Au Canada, le traitement donné rapidement peut être une question de préférence. Mais aux États-Unis, où certains états limitent l’accès à l’avortement après six semaines de grossesse, la question est particulièrement importante.

Précautions à prendre

MBelanger

L’avortement médicamenteux sans échographie est de plus en plus accepté, affirme le Dr Mathieu Bélanger, obstétricien-gynécologue au CHU de Québec, spécialisé en planification des naissances et en contraception complexe. « D’autres études avaient déjà montré l’innocuité de cette approche, mais elles étaient de moins bonne qualité. L’essai VEMA va probablement donner confiance aux médecins qui voudront y recourir », dit-il.

Les grandes gagnantes seront les patientes. « Une ou deux semaines de différence en cas de grossesse non désirée peuvent être extrêmement difficiles à gérer sur le plan psychologique, indique le clinicien. Comme beaucoup de médecins, je pense que la décision finale revient à la patiente. »

L’emploi de la pilule abortive sans échographie comporte néanmoins un faible risque de grossesse ectopique. « Dans le groupe de traitement précoce de l’étude, le taux correspondait à celui de la population générale, soit environ 1 %. Il n’est donc pas plus élevé que dans un autre groupe. »

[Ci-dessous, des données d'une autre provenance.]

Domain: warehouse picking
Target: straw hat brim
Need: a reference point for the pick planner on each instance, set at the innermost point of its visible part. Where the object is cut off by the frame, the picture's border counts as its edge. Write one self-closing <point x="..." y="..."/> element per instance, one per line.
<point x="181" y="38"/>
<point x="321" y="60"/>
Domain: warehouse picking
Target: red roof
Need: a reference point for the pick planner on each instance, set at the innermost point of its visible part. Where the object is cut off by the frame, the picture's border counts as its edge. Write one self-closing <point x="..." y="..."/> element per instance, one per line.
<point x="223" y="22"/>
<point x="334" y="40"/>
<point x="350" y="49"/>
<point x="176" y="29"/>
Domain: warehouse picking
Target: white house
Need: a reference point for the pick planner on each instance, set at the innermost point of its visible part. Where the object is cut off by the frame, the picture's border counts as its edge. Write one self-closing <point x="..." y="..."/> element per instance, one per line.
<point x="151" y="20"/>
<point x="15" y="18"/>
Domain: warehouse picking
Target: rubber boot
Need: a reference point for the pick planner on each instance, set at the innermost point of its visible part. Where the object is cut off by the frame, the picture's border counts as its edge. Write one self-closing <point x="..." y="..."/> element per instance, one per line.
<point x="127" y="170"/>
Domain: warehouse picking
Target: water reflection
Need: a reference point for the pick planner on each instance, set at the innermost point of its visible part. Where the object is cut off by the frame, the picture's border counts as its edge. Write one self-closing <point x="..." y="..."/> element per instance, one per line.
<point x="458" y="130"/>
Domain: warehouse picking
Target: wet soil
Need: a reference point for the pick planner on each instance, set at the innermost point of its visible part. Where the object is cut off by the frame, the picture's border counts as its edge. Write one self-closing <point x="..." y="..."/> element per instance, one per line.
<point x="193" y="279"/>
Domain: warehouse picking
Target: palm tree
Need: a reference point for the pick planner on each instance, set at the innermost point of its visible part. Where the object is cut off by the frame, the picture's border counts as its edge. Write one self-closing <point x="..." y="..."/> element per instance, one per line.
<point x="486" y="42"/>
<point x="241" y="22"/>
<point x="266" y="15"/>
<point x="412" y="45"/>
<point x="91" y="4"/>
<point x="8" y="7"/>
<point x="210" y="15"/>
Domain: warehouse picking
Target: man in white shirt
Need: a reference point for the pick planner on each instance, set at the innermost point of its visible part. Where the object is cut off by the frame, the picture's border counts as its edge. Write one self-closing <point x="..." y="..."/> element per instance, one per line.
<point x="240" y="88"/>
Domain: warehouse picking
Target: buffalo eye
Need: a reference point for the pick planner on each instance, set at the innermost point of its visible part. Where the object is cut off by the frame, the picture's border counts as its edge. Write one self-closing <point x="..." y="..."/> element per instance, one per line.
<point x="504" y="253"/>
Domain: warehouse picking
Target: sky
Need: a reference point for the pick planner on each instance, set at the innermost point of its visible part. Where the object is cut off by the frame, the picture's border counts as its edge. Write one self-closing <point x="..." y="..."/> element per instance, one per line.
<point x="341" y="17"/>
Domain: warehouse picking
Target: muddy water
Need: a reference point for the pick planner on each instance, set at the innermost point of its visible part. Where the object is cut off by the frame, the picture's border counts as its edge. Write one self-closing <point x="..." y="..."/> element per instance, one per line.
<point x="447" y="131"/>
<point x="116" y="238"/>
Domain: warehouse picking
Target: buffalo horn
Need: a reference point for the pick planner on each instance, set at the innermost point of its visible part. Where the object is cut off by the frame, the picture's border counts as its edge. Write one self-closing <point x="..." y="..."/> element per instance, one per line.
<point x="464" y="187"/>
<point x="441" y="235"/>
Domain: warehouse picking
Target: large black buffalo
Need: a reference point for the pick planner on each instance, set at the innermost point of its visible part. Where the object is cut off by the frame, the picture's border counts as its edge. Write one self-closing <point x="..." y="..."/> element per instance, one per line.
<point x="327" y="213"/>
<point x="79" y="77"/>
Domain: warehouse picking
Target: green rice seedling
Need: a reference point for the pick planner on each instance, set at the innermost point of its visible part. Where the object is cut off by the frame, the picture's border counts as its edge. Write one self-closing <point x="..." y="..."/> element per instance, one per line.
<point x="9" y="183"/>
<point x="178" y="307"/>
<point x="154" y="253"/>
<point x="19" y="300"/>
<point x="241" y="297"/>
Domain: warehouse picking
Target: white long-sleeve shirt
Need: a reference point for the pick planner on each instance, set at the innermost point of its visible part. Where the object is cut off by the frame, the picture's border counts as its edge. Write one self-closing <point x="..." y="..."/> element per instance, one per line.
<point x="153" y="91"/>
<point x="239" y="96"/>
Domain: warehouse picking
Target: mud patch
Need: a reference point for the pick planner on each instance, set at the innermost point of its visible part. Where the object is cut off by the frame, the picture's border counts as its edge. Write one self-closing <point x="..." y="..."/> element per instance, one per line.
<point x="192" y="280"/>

Toutefois, comme dans l’étude, certaines précautions sont nécessaires, estime l’obstétricien-gynécologue. « Il faut bien cerner les facteurs de risque. Est-ce que la patiente est enceinte malgré un stérilet ? A-t-elle déjà eu une grossesse ectopique ? A-t-elle des douleurs abdominales, des saignements ou d’autres symptômes faisant penser à une grossesse extra-utérine ? »

Et ensuite, il y a le suivi. « Il faut s’assurer que la patiente comprend bien qu’elle devra avoir une prise de sang et qu’elle est prête à aller la faire faire. Je pense que c’est la clé. On doit choisir des personnes à faible risque pour que tout se passe bien », souligne le Dr Bélanger.

Une méthode déjà pratiquée

Au Québec, le recours à l’avortement médicamenteux varie beaucoup d’une région à l’autre. Peu pratiqué dans la Capitale-Nationale, il l’est davantage dans d’autres villes, comme Montréal, mais l’est surtout dans les régions éloignées. « Il y a certains endroits où, déjà, l’on n’utilise pas l’échographie. On emploie des protocoles “no touch”, sans contact physique avec la patiente. Tout se fait au téléphone », explique le spécialiste.

L’étude VEMA confirme l’innocuité de cette approche. « C’est important d’en parler pour qu’elle se répande. Le but en ce qui concerne l’avortement par médicament est d’offrir une méthode qui soit pratiquée partout en première ligne. »

Bibliographie

1. Brandell K, Jar-Allah T, Reynolds-Wright et coll. Randomized trial of very early medication abortion. N Engl J Med 2024 ; 391 (18) 1685-95. DOI : 10.1056/NEJMoa2401646.